Hamilton was issued a three-place grid penalty for impeding Kimi Raikkonen in Q1 on Saturday, an incident he accepted full blame for. He had finished second in the session itself, but in the hours after qualifying there was confusion over where he would start — Mercedes initially believed it was fifth, the FIA later confirmed it was fourth when the provisional grid was issued several hours later.

This wasn’t a simple failure to understand basic arithmetic, but a quirk in the regulations that also explains some of the other curiosities on Sunday’s grid — for example, George Russell had a three-place grid penalty but, despite qualifying 19th, he will start the race in 18th position. This is all linked to how penalties are issued on a theoretical grid after a qualifying session.

The key to understanding Hamilton’s position on the final grid starts with Haas’ decision to fit a new gearbox to Kevin Magnussen’s car immediately after FP3 on Saturday, incurring the Danish driver a five-place grid penalty. Magnussen duly qualified fifth in one of the standout performances of the day.

When Magnussen’s penalty was applied, rather than the grid shifting upwards — something that happens later in this process — his fifth position instead remained vacant. He dropped to 10th, where Sebastian Vettel had qualified. They briefly both occupied 10th position — stick with me on this, it makes sense later.

So, before Hamilton’s penalty was issued and the provisional grid could be confirmed, it effectively looked like this:

1. Leclerc
2. Hamilton
3. Verstappen
4. Bottas
5. VACANT
6. Norris
7. Raikkonen
8. Giovinazzi
9. Gasly
10. Vettel, Magnussen

Several hours later, the stewards confirmed the Hamilton penalty, and as such the theoretical grid briefly looked as follows:

1. Leclerc
2. VACANT
3. Verstappen
4. Bottas
5. Hamilton
6. Norris
7. Raikkonen
8. Giovinazzi
9. Gasly
10. Vettel, Magnussen

So Hamilton did, in fact, drop to fifth on the grid. Due to the way the penalties are applied, this was a vacant slot. If the grid had been set right after this (there’s no reason it would have been, but for argument’s sake), Max Verstappen and Valtteri Bottas would still have started the race from the grid slots they qualified on ahead of Hamilton in fifth, with Charles Leclerc having the front row all to himself.

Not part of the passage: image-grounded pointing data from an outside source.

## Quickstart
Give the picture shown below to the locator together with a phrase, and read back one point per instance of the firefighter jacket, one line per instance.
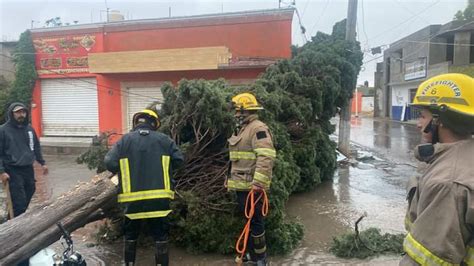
(251, 155)
(440, 215)
(144, 160)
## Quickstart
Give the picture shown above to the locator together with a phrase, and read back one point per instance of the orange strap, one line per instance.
(250, 203)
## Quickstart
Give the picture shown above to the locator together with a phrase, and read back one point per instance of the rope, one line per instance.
(250, 203)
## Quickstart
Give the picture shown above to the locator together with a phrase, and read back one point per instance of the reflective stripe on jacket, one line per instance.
(251, 154)
(144, 160)
(440, 215)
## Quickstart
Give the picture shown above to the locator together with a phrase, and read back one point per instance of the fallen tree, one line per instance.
(30, 232)
(300, 96)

Of course, there is a final step to this process. Once all the penalties are applied the vacant positions are removed from the order, meaning everyone below second position was shifted up one position (except from Magnussen, who had dropped to 10th as the result of his penalty). So Magnussen stayed tenth and Vettel moved up to ninth, rather than both doing so.

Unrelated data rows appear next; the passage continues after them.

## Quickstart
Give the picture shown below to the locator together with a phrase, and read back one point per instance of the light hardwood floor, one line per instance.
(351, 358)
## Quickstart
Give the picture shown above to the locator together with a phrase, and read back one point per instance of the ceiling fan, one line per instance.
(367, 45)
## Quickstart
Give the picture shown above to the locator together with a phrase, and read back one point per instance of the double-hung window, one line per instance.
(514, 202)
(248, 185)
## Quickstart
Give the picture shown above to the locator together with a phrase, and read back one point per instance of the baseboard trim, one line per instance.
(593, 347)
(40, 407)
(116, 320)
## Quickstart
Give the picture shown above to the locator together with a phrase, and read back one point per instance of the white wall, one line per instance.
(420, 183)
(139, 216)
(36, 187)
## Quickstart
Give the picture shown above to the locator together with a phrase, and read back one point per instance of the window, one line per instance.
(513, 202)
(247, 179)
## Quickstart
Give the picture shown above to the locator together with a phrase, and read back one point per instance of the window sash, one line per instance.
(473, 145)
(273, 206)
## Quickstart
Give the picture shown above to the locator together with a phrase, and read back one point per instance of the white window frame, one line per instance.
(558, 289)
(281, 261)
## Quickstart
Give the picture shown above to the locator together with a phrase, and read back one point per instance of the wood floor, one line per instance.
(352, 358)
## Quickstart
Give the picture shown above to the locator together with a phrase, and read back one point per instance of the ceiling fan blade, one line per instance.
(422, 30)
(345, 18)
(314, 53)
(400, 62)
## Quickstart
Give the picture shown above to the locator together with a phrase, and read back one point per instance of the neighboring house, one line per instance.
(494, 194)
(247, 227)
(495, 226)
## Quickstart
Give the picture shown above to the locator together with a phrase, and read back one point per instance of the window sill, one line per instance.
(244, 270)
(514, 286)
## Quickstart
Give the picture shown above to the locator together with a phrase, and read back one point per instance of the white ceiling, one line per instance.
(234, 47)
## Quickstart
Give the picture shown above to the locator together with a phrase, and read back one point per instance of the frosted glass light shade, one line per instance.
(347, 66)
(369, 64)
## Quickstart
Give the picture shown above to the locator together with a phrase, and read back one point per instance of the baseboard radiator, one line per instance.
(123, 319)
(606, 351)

So while Hamilton had served three places worth of grid penalties, by the time it was all shifted upwards he was fourth, ahead of Norris, who many had assumed (for good reason, given how complicated this is) would be starting there.

So while it is complicated, there is method to the madness. The quirk means that only Leclerc and Haas’ Romain Grosjean start the race where they actually qualified.